In general, the ECM serves as the scaffold providing stability and structural integrity to tissues and organs [46]. Moreover, the ECM allows information exchange with cells for the regulation of various cellular activities [47]. The ECM in the blood vessels attributes to various functions. Most importantly, the vascular ECM is engaged in the mechanical properties of the blood vessel [48]. The blood vessel is capable of bearing the mechanical forces driven by the everflowing blood owing to the ECM.

There are a few factors affecting the wall ECM structure including wall shear and circumferential stress.
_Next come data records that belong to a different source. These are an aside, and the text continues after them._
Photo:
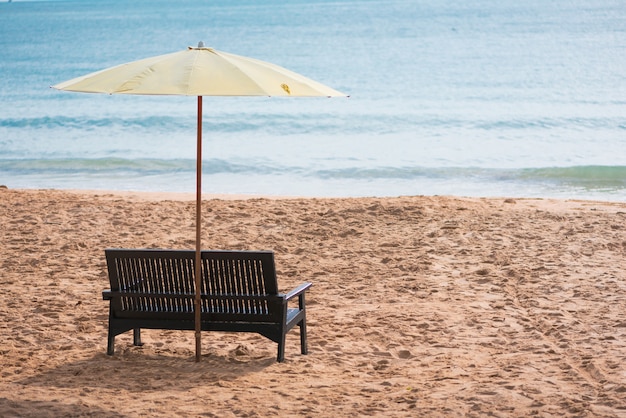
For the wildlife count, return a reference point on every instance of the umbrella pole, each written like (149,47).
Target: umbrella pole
(198,281)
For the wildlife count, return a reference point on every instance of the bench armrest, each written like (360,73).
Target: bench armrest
(298,290)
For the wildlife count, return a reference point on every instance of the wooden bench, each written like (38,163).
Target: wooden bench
(154,289)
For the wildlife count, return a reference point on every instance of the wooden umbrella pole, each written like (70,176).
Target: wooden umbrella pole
(198,281)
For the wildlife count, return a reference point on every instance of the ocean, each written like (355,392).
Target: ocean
(465,98)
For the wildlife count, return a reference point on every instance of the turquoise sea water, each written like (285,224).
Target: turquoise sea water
(471,98)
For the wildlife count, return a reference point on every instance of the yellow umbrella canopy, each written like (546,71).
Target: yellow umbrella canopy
(199,72)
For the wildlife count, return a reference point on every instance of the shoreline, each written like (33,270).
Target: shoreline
(420,306)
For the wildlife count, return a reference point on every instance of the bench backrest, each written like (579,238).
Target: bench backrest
(235,284)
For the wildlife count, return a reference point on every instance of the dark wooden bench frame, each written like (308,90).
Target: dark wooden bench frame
(154,289)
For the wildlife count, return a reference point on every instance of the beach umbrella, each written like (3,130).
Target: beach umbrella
(199,71)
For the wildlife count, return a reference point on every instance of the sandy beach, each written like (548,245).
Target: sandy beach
(421,306)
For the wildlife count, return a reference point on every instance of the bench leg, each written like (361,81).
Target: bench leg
(137,337)
(304,349)
(110,343)
(281,348)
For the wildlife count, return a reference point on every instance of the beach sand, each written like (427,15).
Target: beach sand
(421,306)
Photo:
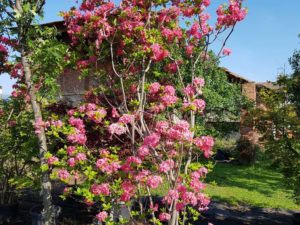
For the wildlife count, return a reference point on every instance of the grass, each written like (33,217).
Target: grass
(252,185)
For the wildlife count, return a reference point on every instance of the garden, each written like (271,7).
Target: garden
(153,131)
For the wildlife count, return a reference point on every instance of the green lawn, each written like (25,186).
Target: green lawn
(252,185)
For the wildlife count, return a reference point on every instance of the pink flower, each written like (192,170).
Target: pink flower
(168,100)
(70,150)
(80,157)
(166,166)
(134,159)
(206,3)
(154,208)
(152,140)
(115,113)
(205,143)
(197,185)
(72,162)
(161,126)
(169,90)
(189,90)
(63,174)
(128,191)
(106,167)
(200,104)
(179,206)
(117,128)
(189,198)
(52,160)
(158,54)
(164,217)
(77,122)
(142,175)
(57,123)
(100,189)
(126,118)
(154,181)
(143,151)
(227,51)
(40,124)
(199,82)
(101,216)
(154,88)
(91,107)
(171,68)
(71,112)
(88,202)
(77,138)
(189,50)
(172,195)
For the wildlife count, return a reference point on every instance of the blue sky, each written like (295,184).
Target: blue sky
(261,44)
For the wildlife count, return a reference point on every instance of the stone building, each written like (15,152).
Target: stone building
(73,89)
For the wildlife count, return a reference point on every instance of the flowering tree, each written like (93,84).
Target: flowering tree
(137,131)
(30,55)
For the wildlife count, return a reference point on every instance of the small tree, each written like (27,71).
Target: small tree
(280,127)
(33,57)
(137,129)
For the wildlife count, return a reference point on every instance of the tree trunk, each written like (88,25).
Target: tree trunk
(48,214)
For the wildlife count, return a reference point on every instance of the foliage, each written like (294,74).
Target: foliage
(18,148)
(294,81)
(280,126)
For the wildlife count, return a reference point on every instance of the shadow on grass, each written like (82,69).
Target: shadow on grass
(251,178)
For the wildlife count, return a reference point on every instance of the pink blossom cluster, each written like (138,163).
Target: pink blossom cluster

Wall shear stress is defined as the frictional force per unit area and circumferential or hoop stress is the force acting tangentially to the circumference exerted by the circulating blood flow on the intimal surface of the blood vessel [49, 50]. This can be explained using the Hagen-Poiseuille equation (shear stress (\(\tau ) =32\eta Q/\pi {d}^{3}\), where \(\eta\) indicates the mean viscosity, \(Q\) indicates the mean blood flow rate, and \(d\) indicates the vessel diameter) and hoop stress formula (circumferential stress (\(\sigma ) = Pd/2w\), where P indicates the internal pressure and w indicates the wall thickness) [51, 52]. High degree of shear and circumferential stress results in increased vessel wall thickness and diameter to maintain the normal shear stress value [53]. On the contrary, low value of stresses reduces the vessel diameter leading to intimal hyperplasia [53]. Likewise, these environmental changes trigger cellular activities as well as the remodeling of the blood vessel.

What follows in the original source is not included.